Wednesday, 16 November 2016

It's thirsty work fighting dinosaurs.

Took the bus back to Calama and booked my coach for the next morning. The trip back to Uyuni went smoothly clearing the borders in two hours. I dropped the bags in the hotel and went in search of the tour company I had read good things of on the advisor of trips. I walked past it first time but eventually found it. I had 3 days to fill so I could either do the one day salt flat tour on Saturday or on Monday leaving me two free days. I spoke to the agent who contrary to the advice only spoke a little English and he explained the itinerary. Does the driver speak English? Not really. Is the car well maintained? Oh yes sir. That will be twenty quid then. I paid and he wrote out a sheet with 7 numbers on it. So the tour is tomorrow and I am the only name on the list?! He explained that they deal with a lot of Koreans and Chinese. I looked around and the walls were festooned with hand written posters in mandarin or similar. Great. I bought some sunglasses and headed back to the hotel with yet another bad feeling.

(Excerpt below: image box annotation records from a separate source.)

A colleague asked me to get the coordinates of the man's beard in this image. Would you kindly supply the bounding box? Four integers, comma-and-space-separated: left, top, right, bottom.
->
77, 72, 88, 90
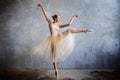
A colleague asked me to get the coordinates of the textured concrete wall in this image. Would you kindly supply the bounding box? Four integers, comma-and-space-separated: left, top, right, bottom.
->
0, 0, 120, 68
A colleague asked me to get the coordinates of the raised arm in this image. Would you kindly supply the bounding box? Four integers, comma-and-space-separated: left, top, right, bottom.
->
38, 3, 50, 23
59, 15, 78, 28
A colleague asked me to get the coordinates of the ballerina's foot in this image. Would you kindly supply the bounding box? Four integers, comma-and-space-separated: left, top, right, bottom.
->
84, 29, 93, 33
55, 70, 58, 80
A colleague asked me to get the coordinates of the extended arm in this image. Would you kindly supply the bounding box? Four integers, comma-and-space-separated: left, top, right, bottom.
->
59, 15, 78, 28
38, 4, 50, 23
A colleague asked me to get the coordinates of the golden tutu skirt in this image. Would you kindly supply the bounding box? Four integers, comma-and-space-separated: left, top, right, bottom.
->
32, 32, 74, 61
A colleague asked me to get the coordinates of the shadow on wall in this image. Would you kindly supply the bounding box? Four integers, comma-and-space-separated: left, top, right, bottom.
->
0, 0, 17, 69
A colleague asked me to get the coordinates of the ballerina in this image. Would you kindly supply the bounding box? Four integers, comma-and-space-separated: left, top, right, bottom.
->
33, 3, 91, 80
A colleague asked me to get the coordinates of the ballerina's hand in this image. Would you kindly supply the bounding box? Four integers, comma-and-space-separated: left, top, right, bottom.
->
73, 15, 78, 18
37, 3, 42, 7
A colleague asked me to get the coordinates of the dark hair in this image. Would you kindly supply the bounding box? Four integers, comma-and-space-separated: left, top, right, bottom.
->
52, 14, 58, 20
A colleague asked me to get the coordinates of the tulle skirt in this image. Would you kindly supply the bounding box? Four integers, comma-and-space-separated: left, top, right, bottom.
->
32, 32, 74, 61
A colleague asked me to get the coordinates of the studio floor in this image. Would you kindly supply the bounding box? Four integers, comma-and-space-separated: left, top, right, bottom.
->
0, 69, 120, 80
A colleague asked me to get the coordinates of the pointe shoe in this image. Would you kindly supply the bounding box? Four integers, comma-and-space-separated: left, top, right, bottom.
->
88, 29, 93, 32
55, 70, 58, 80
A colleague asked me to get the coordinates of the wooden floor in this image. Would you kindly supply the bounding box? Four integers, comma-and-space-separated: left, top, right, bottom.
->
0, 69, 120, 80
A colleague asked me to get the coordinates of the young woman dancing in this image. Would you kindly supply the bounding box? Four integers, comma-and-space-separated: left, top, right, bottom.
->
34, 4, 91, 80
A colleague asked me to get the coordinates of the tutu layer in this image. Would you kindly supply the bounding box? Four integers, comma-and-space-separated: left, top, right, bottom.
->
32, 32, 74, 61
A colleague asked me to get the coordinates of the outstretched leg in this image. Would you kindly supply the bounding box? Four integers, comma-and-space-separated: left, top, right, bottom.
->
51, 43, 58, 80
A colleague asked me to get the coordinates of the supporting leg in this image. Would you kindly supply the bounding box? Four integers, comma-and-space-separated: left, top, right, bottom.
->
52, 44, 58, 80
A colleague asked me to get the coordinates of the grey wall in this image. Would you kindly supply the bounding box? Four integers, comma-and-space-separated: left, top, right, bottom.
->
0, 0, 120, 69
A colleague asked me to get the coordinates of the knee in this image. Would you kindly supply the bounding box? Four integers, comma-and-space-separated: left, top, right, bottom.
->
68, 28, 75, 33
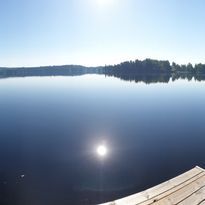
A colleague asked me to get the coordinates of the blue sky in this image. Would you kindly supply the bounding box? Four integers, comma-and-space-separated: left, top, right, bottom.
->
0, 0, 205, 67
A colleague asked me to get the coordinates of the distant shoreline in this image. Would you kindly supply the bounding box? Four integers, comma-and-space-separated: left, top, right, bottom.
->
0, 59, 205, 83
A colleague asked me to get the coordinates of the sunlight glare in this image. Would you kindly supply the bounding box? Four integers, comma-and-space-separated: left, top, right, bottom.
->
96, 145, 107, 157
96, 0, 115, 7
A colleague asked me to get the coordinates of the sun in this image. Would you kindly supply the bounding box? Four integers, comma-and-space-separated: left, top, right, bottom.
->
96, 145, 107, 157
96, 0, 114, 7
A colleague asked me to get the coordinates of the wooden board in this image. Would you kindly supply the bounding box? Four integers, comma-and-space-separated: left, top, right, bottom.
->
101, 167, 205, 205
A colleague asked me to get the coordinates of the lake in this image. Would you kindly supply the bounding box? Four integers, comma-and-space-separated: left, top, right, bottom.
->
0, 75, 205, 205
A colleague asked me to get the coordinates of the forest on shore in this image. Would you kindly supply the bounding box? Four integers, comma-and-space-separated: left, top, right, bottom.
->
0, 59, 205, 83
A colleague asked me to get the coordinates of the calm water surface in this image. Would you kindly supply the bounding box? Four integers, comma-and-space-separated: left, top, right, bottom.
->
0, 75, 205, 205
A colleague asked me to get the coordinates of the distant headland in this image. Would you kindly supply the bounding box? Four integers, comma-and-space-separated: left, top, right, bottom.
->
0, 59, 205, 83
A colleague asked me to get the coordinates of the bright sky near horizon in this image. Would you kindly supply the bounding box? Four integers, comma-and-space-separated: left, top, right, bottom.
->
0, 0, 205, 66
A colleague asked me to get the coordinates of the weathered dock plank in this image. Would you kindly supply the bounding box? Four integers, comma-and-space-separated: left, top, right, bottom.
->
101, 167, 205, 205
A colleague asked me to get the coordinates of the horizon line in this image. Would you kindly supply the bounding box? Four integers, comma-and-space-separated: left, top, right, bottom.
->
0, 58, 205, 69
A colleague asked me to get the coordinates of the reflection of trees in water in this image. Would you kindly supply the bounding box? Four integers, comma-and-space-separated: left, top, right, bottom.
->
0, 59, 205, 84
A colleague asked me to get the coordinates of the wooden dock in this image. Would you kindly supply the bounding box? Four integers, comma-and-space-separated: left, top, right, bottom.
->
101, 167, 205, 205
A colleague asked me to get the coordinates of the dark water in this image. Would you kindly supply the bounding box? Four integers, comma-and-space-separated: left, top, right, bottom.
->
0, 75, 205, 205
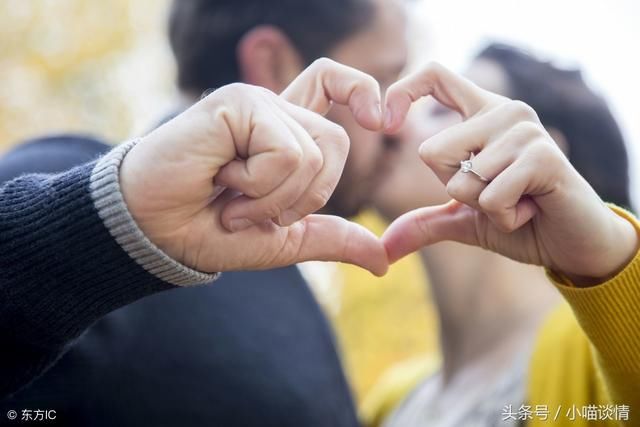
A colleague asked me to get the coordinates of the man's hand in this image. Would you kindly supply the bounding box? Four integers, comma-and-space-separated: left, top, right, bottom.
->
120, 60, 388, 275
382, 64, 638, 284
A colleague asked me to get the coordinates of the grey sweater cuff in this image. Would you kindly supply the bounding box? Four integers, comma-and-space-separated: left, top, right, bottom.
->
91, 140, 220, 286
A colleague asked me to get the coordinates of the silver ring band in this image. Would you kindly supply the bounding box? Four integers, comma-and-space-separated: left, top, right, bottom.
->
460, 159, 489, 182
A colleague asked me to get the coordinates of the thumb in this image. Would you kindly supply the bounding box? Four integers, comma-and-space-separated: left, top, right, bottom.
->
382, 200, 478, 263
295, 215, 389, 276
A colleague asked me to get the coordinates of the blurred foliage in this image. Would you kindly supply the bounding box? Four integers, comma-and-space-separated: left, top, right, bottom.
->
0, 0, 436, 404
329, 212, 438, 401
0, 0, 171, 149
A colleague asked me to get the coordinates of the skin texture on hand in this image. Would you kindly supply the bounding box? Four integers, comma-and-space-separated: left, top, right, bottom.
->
120, 60, 388, 275
382, 64, 638, 285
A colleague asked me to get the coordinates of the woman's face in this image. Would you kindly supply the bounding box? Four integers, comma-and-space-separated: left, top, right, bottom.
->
374, 59, 509, 218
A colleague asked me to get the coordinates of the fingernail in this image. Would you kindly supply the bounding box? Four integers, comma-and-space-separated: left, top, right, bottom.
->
280, 210, 300, 226
384, 107, 393, 129
229, 218, 253, 232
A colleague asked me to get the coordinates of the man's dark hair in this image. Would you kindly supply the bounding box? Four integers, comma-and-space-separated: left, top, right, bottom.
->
476, 43, 631, 209
169, 0, 374, 93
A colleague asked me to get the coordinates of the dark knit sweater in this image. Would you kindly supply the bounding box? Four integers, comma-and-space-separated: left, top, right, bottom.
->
0, 137, 357, 426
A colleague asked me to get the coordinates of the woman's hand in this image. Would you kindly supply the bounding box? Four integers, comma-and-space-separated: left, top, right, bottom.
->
382, 64, 638, 284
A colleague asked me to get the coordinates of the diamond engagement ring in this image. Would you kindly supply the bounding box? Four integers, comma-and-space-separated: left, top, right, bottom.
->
460, 159, 489, 182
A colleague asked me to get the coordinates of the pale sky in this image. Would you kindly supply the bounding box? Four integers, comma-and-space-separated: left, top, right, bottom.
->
412, 0, 640, 207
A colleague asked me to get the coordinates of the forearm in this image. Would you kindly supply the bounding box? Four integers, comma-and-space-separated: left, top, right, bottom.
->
0, 146, 214, 396
549, 209, 640, 410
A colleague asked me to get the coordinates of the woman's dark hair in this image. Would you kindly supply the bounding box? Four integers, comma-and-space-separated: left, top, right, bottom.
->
169, 0, 374, 93
476, 43, 631, 209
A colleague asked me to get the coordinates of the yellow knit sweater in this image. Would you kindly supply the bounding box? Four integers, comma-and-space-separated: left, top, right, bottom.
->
361, 207, 640, 427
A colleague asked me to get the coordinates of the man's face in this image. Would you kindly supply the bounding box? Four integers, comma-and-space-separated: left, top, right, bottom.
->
327, 0, 408, 216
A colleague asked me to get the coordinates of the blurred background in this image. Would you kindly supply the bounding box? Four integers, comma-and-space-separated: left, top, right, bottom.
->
0, 0, 640, 404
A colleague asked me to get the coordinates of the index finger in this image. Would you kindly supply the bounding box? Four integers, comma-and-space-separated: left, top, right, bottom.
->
281, 58, 382, 130
384, 62, 505, 133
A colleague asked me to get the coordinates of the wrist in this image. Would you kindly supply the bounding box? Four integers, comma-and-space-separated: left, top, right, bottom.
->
564, 206, 640, 287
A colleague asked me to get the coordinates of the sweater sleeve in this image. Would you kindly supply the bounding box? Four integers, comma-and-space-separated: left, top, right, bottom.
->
548, 206, 640, 419
0, 142, 217, 398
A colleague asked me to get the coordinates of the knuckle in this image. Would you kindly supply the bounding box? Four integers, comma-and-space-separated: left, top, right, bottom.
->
478, 190, 502, 214
447, 175, 468, 202
490, 214, 517, 233
309, 57, 336, 72
423, 61, 444, 75
307, 187, 332, 212
420, 142, 443, 166
327, 122, 349, 145
504, 100, 538, 121
508, 120, 544, 142
280, 146, 303, 170
307, 148, 324, 173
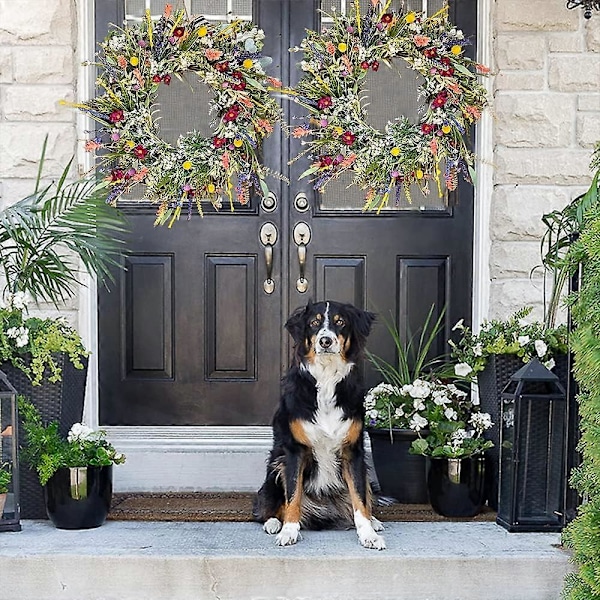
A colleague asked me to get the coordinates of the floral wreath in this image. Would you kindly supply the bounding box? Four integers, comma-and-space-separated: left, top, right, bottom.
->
286, 0, 489, 210
75, 4, 281, 226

Next day I turned up at the allotted hour of 1030 and to my astonishment the list on the wall had 7 names on it. By luck or salesmanship the agent had come up with the goods. Three Americans, a Spanish guy and an Asian couple that were on the same bus as me from Calama. We got in the Toyota land cruiser and set off, I got the front seat. Five minutes later and we arrived at our first destination, the train graveyard. Hmmm, OK. I let them wander and stayed in the shade drinking water.


Onto the next stop, a village en-route with a market aimed at tourists. I should say at this point that there was a procession of off road vehicles all following the same route. Brightly coloured garments, toy lamas and lots of stuff made out of salt, well there is plenty of it. A small museum housed some salt carvings.




We set off again and got onto the salt flats proper. They are white normally and covered in water in the rainy season but in between the dust blows onto them and they go an off white colour. I was thinking to myself 'just my luck to get the off white' when I realised that I had my sunglasses on and took them off and saw brilliant white for miles and miles. The salt dries into irregular hexagons which is really unusual. We drove to a building made of salt with salt carvings inside and out (your getting the picture) for lunch. Lunch was simple but good, chicken with rice and salad with a slice of watermelon after. Outside they had a load of flags and I was pleased to find the dragon so far from home.


Onwards to cactus island. A short walk to the top gave some lovely views.


Finally we headed back back past the piles of salt being harvested for sale to catch the sunset. W were drivens to a wet area and given wellies. We snapped away until the sun was down then drove back to the town and headed for the hotel.



Oh I almost forgot...


Footnote: next day on the bus I sat next to a Polish couple. They had done the three day trip and said that the roof on the accommodation was unfinished and they were given two blankets each with a temperature of minus five they were freezing. On top of that their driver was drunk and dropped them off at one pint then fell asleep. They had to walk a long way back to the car and wake him up. They tried to get the keys off him so that one of them could dive but he was having none of it. He went on to hit a rock and they were lucky to get back in one piece. Perhaps my choice wasn't so bad after all!